А Ирина, уже выдохнув, пошла в наступление: «Моя судьба теперь, Лизанька, в ваших руках». И совершенно неожиданно для себя расплакалась. Ну не случалось с ней такого давно, разве что от умиления на свадьбе дочкиной. Правда, она частенько утирала слезы у телевизора, когда финал фильма бывал душещипательным. Еще плакала она в прошлом году, когда по ее вине оказались перепутаны подписи под фотографиями в юбилейном буклете. Хотя был же редактор, вообще-то все смотрели, даже шеф, потому и не ругали ее особенно, в конце концов, верстальщик – сотрудник технический.
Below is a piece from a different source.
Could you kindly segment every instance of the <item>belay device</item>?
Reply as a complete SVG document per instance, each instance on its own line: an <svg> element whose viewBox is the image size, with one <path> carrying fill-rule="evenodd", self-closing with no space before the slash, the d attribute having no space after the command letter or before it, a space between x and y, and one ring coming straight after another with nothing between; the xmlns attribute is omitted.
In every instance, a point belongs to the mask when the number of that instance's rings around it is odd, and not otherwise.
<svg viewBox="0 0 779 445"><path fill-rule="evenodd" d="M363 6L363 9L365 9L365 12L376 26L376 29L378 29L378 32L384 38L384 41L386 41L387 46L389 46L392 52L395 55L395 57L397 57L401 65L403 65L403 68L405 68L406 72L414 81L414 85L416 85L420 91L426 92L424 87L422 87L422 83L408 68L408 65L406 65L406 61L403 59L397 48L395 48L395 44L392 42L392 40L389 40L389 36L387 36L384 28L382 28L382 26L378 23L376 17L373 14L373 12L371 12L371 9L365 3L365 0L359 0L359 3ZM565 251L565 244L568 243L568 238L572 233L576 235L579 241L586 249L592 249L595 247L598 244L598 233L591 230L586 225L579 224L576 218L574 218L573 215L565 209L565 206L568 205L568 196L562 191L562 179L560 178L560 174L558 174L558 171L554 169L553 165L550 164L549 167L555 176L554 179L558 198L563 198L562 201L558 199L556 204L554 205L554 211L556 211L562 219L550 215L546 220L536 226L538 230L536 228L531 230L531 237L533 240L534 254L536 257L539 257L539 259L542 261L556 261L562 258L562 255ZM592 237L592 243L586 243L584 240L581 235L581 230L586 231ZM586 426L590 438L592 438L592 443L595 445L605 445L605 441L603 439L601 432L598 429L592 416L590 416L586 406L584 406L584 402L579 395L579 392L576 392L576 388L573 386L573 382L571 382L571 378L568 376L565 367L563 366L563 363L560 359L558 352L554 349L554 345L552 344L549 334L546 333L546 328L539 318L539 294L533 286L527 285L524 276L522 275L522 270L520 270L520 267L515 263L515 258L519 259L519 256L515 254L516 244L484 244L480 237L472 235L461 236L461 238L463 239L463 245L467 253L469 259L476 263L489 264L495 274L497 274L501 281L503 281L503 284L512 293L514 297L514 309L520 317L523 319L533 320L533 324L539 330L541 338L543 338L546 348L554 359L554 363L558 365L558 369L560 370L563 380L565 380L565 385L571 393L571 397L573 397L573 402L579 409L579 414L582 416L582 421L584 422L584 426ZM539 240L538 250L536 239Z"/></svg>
Но обидно было – сама вызвалась, уговорила не отдавать дизайнерской фирме, так старалась… Тогда слезы были понятны, не стыдны. А сейчас… Добро бы она актерствовала – просто нервы. А главное – она поверила, сама себя мгновенно убедила, что от этой малознакомой, в сущности, женщины зависит ее судьба.


Вета ловким движением достала из верхнего ящика бумажную салфетку. «Еще не хватало, чтобы зашел кто-нибудь, – подумала она, – злые языки разбираться не станут».

Через десять минут картина была ясна. У Ирины двое любимых (дочка не в счет): майор в отставке Иван Иванович и спаниель Чапа. Ее роману с Иваном Ивановичем скоро два года, Чапе – скоро восемь. И теперь вроде бы они с майором склоняются к тому, чтобы соединить свои судьбы. И он пригласил ее провести пять дней в Праге и хорошенько обсудить их будущее. Вета не стала спрашивать, зачем для этого разговора отправляться в путешествие – жизнь отучила ее задавать подобные вопросы. Раньше-то дочка с Чапой оставалась, если Ирина уезжала. А теперь проблема в том, что у зятя аллергия на собак, даже в гости к ней они не могут приходить («Представляете, пеку пироги, жарю мясо и все к ним ношу в контейнерах!»). Не отрывать же дочь от молодого мужа, чтобы пожила с Чапой, да и одежду потом придется стирать-чистить, иначе он весь исчихается.


Ирина уже успокоилась, и теперь на все лады расхваливала свою собачку, показывая одну за другой припасенные фотографии: вот Чапа двухмесячный щенок – такую ее взяла, вот она у друзей на даче вылезает из речки и отряхивается – по всему снимку разлетелись точечки брызг, а вот зимой барахтается в глубоком снегу.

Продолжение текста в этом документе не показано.